LA GARITTA DI SAN GIORGIO
Anna Cervellati
Guardo. Guardo i raggi del sole che accarezzano i mattoni in pietra a vista ed illuminano quella scritta che, eterna come Roma, non dimostra affatto i suoi quattrocento anni. “JVULIO CARD SACCHETTO LEG”: queste le parole incise su pietra bianca nel barbacane di San Giorgio.
Parole impermeabili che stanno incise, parole che hanno affrontato le intemperie, parole antisismiche capaci di sopravvivere ai terremoti, parole che restano custodi del passato. Alzo gli occhi e sopra a quella scritta scopro lei con le sue forme curvilinee, la sua massiccia presenza, il suo colore rossastro: lei, la sola garitta rimasta sui nove chilometri di mura.
Vedo. Vedo i raggi del sole penetrare nella stretta feritoia come se volessero riscaldare un luogo che se avesse voce potrebbe raccontare di un freddo dolore, di umide paure, di gelo, di tiepide speranze, di attese.
Immagino. Immagino fucili appoggiati su quella feritoia da soldati che tenevano nel cuore il desiderio di diventare padri e di riabbracciare una madre e con lei ciò che ogni madre dovrebbe rappresentare: riparo, certezza e vita. Parole e speranze che ogni guerra cancella.
Osservo. Osservo l’ombra delle foglie che sembrano lunghe mani dalle dita affusolate proiettarsi sul barbacane: macchie verdi, allungate, che sembrano solleticare il marrone (rossastro) dei mattoni.
Sento. Sento lo scricchiolio delle foglie secche che si frantumano ad ogni passo e restano ferme sul terreno come coriandoli gialli e verdi lanciati festosi da bambini mascherati.
Sotto al barbacane di San Giorgio c’è il carnevale della natura!
Avverto. Avverto l’odore di muschio insieme una tiepida umidità che accetta di essere timidamente riscaldata dal sole di febbraio e il pulviscolo nell’aria sollevato dai passi veloci dei podisti, che si allenano lungo quel circuito fortificato.

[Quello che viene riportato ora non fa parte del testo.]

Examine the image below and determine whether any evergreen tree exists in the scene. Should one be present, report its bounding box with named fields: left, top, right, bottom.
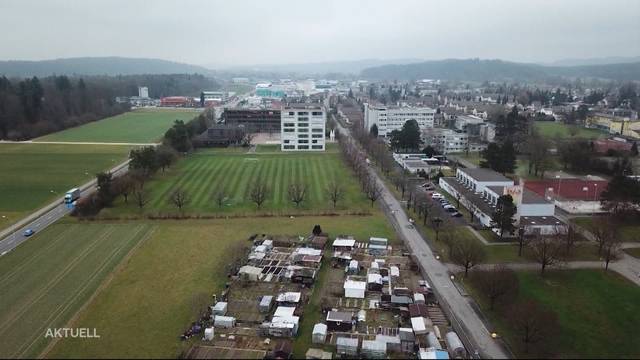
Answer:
left=491, top=195, right=518, bottom=240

“Prof, guardi… siamo qui!”, alcune dita frenetiche indicano il punto esatto sulla mappa. Il vociare dei ragazzi indirizza il mio sguardo al cartello che, posto al di là della strada, segnala il percorso di un tratto di sottomura. Cartello sgualcito che nella mia mente si contrappone all’eternità della scritta JULIO CARD SACCHETTO LEG incisa sul marmo.

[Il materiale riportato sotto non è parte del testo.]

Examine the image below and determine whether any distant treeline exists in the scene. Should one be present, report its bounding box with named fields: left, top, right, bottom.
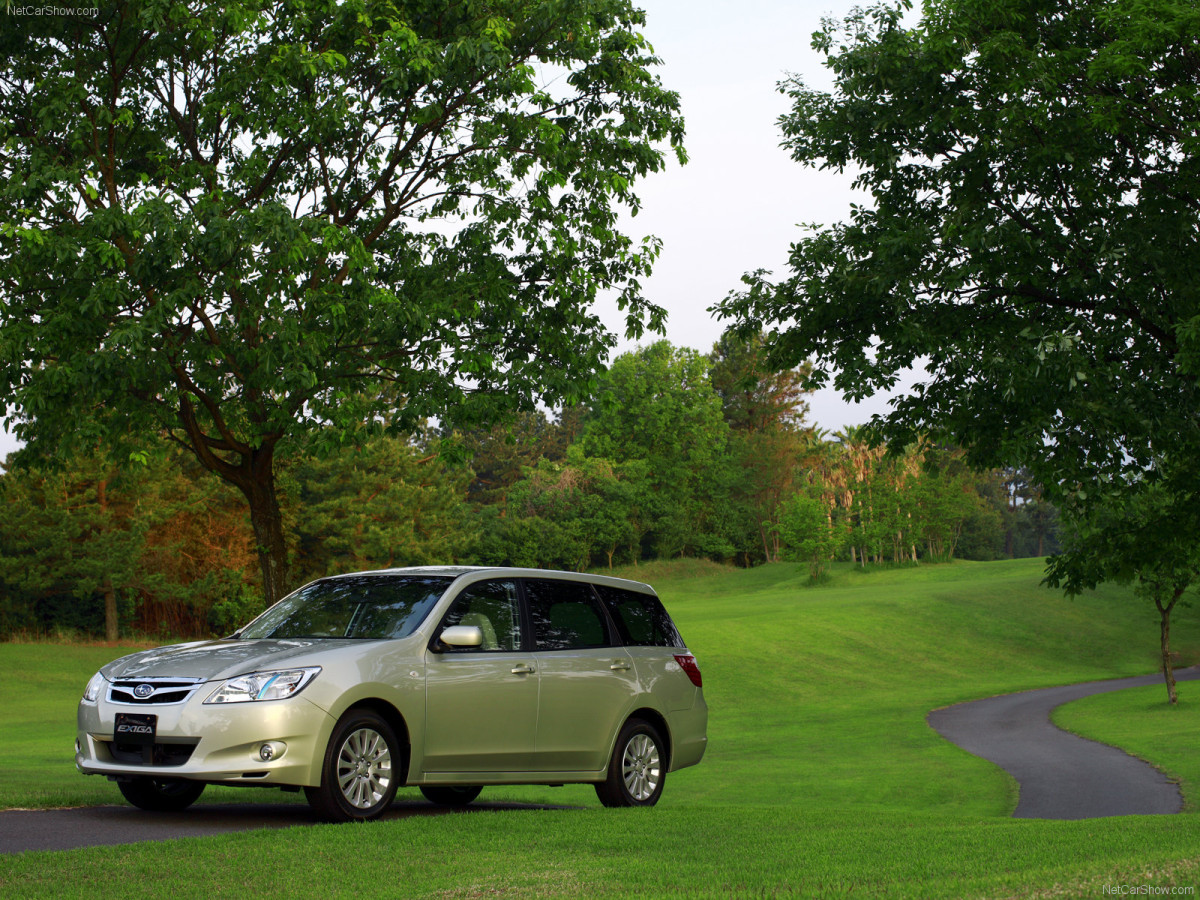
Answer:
left=0, top=337, right=1057, bottom=637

Immagini di tempi diversi.
Tempi in cui si costruiva per mantenere, per fare durare, contro tempi in cui di costruisce per usare e consumare. Tempi in cui si manteneva tutto anche in periodi complicati, contro tempi in cui si tende a consumare tutto, anche i rapporti più profondi.
Guardo quelle due tipologie di scritte così diverse, mi pulisco gli occhiali e penso che dovrò lavorare per insegnare e soprattutto testimoniare ai miei ragazzi ciò che nella società manca: impegno e costanza per mantenere negli anni ciò che conta.